Regardless, the big deal will still be energy. Presumably your interplanetary/interstellar civilization will have fusion power and the ability to store unlimited quantities of energy perhaps as anti-matter. Melting an asteroid and spinning it in a centrifuge to extract assorted minerals may not cost anything, but the infrastructure will; the guys with the refinery separating deuterium from the Jovian atmosphere will have an unlimited motherlode, and if they charge too much someone else will join in the competition.
In one novel, Poul Anderson posits an interstellar fight over a rogue planet. As it swings by a star, it melts and heats up, so as it swings back into the depths of space, it has the gravity and temperature to be hospitable but without solar input, it can serve as a massive heat sink for giant industries. After all, modern industries and especially resource extraction, consume massive amounts of power and use a lot of peripheral resources like coal or coke, and water for cooling.

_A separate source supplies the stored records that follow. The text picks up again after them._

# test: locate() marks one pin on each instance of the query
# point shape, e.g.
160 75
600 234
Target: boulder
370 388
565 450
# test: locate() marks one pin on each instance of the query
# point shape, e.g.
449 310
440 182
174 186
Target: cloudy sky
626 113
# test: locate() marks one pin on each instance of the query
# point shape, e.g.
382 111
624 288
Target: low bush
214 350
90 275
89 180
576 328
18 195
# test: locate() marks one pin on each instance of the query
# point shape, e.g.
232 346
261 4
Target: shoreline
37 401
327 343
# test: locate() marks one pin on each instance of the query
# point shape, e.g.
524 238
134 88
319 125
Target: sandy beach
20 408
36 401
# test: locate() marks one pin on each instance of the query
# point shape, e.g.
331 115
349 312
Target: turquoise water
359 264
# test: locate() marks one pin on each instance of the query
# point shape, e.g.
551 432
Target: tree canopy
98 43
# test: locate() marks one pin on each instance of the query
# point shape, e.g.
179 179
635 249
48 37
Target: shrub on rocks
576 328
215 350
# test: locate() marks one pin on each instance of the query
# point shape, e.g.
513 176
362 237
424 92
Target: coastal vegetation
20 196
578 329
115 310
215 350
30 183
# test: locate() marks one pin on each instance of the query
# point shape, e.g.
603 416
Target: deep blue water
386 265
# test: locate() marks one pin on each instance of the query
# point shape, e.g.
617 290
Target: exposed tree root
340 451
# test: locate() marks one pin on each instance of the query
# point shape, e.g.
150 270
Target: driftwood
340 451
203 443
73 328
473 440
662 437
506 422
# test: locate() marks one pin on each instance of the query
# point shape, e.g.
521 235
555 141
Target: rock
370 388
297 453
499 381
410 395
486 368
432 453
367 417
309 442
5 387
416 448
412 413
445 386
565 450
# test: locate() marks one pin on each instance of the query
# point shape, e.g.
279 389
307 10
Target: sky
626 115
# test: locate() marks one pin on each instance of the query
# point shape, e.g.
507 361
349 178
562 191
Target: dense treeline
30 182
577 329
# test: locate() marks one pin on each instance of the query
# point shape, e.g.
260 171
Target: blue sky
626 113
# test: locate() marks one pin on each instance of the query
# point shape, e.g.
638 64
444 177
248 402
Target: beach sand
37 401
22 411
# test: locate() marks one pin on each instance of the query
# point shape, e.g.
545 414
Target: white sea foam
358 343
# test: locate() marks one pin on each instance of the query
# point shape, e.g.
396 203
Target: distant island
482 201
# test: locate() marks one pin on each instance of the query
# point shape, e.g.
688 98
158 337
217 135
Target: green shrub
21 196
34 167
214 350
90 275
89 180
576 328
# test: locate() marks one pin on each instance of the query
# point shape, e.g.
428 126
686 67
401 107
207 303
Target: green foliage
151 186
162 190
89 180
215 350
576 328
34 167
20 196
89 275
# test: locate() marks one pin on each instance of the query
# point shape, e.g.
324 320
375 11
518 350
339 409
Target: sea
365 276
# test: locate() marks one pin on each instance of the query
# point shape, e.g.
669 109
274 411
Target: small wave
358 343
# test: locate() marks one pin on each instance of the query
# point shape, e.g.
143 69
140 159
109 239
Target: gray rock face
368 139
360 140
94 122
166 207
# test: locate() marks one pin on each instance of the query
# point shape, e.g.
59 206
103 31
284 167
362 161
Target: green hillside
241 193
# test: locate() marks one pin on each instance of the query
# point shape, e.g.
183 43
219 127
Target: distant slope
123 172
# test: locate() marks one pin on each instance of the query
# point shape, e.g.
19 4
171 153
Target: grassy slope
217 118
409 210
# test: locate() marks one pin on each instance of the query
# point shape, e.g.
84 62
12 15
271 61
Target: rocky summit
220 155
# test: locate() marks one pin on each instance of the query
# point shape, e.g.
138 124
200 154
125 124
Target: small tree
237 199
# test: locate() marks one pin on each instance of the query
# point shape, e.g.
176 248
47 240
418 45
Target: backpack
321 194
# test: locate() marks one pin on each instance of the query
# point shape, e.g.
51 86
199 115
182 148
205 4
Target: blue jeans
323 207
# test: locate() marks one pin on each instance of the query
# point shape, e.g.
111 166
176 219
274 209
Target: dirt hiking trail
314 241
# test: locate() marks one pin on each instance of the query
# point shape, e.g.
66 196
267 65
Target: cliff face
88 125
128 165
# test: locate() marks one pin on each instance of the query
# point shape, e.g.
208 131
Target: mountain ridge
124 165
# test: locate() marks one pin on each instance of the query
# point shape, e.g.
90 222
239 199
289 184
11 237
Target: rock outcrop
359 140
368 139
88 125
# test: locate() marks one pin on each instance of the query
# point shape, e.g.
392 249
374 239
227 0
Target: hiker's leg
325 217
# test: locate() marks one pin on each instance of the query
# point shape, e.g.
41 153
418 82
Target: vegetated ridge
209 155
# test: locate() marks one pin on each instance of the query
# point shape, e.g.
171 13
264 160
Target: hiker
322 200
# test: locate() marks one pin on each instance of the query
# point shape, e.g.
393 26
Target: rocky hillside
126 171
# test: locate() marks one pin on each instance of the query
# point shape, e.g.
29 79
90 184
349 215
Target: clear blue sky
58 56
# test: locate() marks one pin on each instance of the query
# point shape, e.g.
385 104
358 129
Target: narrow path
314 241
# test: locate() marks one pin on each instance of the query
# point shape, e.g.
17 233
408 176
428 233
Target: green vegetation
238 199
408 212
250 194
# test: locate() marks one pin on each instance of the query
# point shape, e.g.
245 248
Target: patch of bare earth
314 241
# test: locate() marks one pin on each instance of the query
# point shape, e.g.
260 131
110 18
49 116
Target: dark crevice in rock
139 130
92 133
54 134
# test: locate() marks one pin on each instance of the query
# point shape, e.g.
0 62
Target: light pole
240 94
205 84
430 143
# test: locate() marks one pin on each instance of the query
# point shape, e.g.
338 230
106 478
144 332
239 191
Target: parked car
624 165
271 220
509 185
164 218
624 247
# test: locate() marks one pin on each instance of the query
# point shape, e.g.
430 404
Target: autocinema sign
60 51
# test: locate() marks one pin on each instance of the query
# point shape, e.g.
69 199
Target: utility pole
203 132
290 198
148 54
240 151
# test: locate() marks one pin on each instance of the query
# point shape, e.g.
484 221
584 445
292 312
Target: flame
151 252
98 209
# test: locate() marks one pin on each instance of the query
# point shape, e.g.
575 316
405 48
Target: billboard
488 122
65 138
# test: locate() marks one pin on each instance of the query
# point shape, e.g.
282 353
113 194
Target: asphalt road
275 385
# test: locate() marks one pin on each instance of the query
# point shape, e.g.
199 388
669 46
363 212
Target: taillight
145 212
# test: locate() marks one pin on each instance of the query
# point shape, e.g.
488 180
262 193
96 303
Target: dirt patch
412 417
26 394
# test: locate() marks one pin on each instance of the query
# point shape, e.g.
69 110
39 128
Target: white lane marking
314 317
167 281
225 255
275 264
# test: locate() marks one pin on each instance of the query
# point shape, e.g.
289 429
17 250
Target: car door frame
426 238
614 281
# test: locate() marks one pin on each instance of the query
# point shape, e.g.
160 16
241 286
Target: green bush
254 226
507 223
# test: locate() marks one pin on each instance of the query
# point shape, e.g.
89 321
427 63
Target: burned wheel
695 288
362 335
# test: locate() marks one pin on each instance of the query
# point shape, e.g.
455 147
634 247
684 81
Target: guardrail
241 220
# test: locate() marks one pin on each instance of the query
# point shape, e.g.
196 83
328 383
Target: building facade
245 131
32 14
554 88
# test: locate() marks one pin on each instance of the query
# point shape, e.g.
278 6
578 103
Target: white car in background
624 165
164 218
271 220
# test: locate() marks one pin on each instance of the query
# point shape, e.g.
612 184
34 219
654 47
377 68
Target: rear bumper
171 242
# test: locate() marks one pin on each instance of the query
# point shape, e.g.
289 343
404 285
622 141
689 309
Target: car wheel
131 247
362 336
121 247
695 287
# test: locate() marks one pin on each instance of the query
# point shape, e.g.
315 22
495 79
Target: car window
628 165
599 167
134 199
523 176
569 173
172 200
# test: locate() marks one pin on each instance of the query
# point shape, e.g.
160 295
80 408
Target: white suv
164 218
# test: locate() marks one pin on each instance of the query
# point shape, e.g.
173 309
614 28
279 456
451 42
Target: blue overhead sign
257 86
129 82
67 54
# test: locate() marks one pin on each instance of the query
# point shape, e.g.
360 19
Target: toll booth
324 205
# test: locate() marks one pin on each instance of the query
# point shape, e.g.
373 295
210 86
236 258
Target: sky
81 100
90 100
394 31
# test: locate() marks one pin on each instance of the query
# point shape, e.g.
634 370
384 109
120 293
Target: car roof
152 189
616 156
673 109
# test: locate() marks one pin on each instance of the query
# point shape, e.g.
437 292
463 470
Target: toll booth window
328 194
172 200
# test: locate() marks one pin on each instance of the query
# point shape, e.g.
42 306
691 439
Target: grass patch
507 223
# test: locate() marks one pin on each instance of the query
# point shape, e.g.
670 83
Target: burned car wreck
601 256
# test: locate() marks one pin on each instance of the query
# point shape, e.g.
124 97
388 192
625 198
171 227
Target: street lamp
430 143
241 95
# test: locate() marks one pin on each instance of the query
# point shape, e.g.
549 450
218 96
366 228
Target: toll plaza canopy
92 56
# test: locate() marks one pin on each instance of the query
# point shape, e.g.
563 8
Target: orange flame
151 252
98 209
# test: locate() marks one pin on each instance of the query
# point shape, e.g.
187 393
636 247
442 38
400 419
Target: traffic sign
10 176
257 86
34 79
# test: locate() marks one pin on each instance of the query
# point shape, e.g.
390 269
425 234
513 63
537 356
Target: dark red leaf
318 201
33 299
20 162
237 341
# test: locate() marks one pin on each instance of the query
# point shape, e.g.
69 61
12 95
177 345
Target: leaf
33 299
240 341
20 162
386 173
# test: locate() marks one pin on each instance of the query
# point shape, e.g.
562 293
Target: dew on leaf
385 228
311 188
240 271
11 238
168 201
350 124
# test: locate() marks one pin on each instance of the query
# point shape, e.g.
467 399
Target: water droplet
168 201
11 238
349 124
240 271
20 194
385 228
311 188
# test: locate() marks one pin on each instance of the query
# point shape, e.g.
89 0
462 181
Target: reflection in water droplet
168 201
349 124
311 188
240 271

So (a) extraction tech will still be the bottleneck, (b) resources may be unlimited, but they will still be the “needle in the haystack” need extraction tech; ( it’s unlikely there are pure gold asteroids out there) and © most polluting industry and extraction would be not on or from habitable planets. And (d) anyone who does find a high value motherlode will still get rich and - final word - (e) never underestimate the ability of humans to exhaust a resource into scarcity, like we did with cheap oil.